Here is where we can begin to tie this decision with the one on DSL. On Friday, Clement voided the CRTC decision from earlier this year that the incumbents will need to extend GAS (Gateway Access Service) to technologies that support higher data rates. My view is that both decisions by Clement were united by one policy objective, and one that I've discussed in earlier articles: to promote facilities-based competition, not competition by forcing sharing of incumbents' networks. Globalive is building telecommunications infrastructure, and the government wants exactly this. GAS encourages the opposite by extending ISPs' abilities to stay in business with minimal network investment while discouraging incumbents from investing in infrastructure since the return on their investment will be reduced.
"With access to advanced broadband services denied, MTS and small ISPs are now under pressure to invest more in their own infrastructure."As a broadband consumer who uses an ISP that takes advantage of GAS, this decision is not to my personal advantage.

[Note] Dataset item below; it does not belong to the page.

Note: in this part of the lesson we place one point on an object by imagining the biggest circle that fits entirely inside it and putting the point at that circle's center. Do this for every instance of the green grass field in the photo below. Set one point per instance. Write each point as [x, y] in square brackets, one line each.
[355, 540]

Even so, I have to recognize that in the long run it is to the benefit of the country. There can be no guarantee of this: the decision reduces competitive options for consumers today, but it is merely neutral on creating investment incentives for ISPs other than those operated by the incumbents. That is, Clement's decision limits ISP dependence on the incumbents' networks but provides no other specific incentive to invest, except insofar as they may feel compelled to do so if they wish to remain viable well into the future.

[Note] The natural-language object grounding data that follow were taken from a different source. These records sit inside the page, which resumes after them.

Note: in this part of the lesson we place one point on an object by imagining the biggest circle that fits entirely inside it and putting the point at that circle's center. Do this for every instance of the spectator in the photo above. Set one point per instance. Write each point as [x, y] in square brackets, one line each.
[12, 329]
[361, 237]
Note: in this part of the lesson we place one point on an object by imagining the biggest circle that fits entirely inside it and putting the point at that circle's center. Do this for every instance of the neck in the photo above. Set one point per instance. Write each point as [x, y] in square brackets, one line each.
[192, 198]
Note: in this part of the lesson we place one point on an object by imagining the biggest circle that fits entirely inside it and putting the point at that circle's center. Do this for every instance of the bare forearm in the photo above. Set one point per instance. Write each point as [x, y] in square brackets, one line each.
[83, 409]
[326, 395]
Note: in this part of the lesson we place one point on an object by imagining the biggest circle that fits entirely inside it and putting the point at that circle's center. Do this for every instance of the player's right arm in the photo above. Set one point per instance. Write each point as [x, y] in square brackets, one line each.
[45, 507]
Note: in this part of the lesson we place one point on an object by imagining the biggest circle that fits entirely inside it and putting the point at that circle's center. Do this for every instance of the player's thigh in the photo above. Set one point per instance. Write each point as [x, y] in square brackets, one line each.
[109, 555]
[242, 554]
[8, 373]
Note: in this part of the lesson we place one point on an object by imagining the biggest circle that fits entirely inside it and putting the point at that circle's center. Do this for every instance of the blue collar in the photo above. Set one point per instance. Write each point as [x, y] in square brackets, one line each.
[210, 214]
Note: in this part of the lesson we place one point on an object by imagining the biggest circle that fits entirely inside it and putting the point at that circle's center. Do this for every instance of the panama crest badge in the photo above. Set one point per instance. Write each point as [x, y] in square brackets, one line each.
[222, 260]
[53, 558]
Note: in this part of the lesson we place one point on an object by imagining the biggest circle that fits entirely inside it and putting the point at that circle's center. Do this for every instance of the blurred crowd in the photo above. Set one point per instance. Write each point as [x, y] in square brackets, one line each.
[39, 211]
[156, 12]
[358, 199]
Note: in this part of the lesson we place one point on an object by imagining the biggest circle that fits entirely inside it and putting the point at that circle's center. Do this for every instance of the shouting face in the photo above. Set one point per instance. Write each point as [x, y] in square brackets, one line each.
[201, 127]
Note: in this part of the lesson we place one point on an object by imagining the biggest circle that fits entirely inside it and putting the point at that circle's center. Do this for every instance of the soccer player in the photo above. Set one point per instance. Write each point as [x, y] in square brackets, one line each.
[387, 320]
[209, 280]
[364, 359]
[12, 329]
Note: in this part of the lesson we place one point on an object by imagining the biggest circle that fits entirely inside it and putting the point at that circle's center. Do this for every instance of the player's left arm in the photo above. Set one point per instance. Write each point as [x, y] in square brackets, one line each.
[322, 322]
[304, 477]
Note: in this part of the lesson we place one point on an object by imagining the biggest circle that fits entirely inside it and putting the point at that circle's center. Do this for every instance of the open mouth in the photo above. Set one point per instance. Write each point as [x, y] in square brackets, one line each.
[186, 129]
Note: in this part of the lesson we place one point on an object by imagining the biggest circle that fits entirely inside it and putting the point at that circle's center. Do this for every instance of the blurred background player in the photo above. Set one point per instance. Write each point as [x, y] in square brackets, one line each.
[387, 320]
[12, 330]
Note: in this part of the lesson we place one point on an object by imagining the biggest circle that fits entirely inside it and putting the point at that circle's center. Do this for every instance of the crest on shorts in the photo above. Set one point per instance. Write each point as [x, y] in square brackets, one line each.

I will now return to the Globalive decision's implications on Canadian ownership and control of telecommunications networks and services to better understand the future implications. Some believe we are on a slippery slope to seeing this and other critical infrastructure open to being acquired by foreigners.
"It has established an enormous precedent going forward as to how people are supposed to interpret our Canadian ownership laws," said Michael Hennessy, [Telus] senior vice-president of regulatory and government affairs.I disagree with this sentiment. The present law only made sense when the industry was run by monopolies or at most two or three major corporations. For the purpose of national security and economic stability, in the past we did need to prevent foreign control of these companies. (Students of history will know that this was not always true since Bell Canada, BC Tel and others were foreign-controlled at times, and no catastrophes ensued because of this.) However, with competition it is less important that each individual company be Canadian owned and controlled: if Globalive defaults on their debt and Orascom takes it over, the overall wireless industry will still be majority owned and controlled by Canadians.
It is correct to ask what is to become of the ownership and control requirements contained within the Telecommunications Act. Perhaps the right solution is to require that some threshold percentage of each critical industry segment -- wired and wireless -- be Canadian owned and controlled in aggregate. This suggestion has its own difficulties but may be preferable to the present law, and it could provide a workable balance between promoting competition and protecting the national interest.
It will be interesting to see if this government opens up the law to amendment. I don't think it's a priority of theirs, so for the time being they may be content to deal with related issues ad hoc. I doubt that the government much cares for the sensibilities of the CRTC Commissioners and will think nothing of overruling them again in future.